Merge k Sorted Lists

The problem description can be found in LeetCode.

Approach

A naive approach would consist in moving all the elements that belong to the k linked lists to an array. Then, we can simply sort it. This would require $O(nlog(n))$ time for sorting the list and $O(n)$ space for storing all the elements (assuming that $n={\sum }_{i=0}^{len(lists)-1}len(lists[i])$).

We could improve this approach by just keeping track of the minimum element of each list:

l1 = [1, 2, 3]
l2 = [5, 6, 7]
l3 = [10, 11]

At first, we could keep min_list = [1, 5, 10], which are the minimum values for l1, l2 and l3, respectively. The minimum of this list would be the first value of the result list.

Then, since we pick the minimum from the first list, we should rearrange min_list based on the next value of l1, which is 2. This results in min_list = [2, 5, 10]. Again, we can peek the first element and use it as the second element of the result list.

We can repeat this process until we have elements in our list.

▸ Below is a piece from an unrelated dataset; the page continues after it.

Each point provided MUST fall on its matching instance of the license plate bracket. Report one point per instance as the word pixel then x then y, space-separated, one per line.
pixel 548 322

Of course, the perfect data structure we can use to keep track the minimum is the Heap.

Solution

from heapq import heappop, heappush
from typing import List, Optional


class Solution:
    def mergeKLists(self, lists: List[Optional[ListNode]]) -> Optional[ListNode]:
        heap = []

        # use the `id` to avoid to define a `heap container`,
        # which needs `__lt__` to be implemented
        for head in lists:
            if head:
                heappush(heap, (head.val, id(head), head))

        head = ListNode(-1)
        p = head
        while heap:
            _, _, node = heappop(heap)
            if node.next:
                heappush(heap, (node.next.val, id(node.next), node.next))

            p.next = ListNode(node.val)
            p = p.next

        return head.next

Complexity

• Time: $O(n)$
• Space: $O(n)$

Where $n$ is the size of the nums list.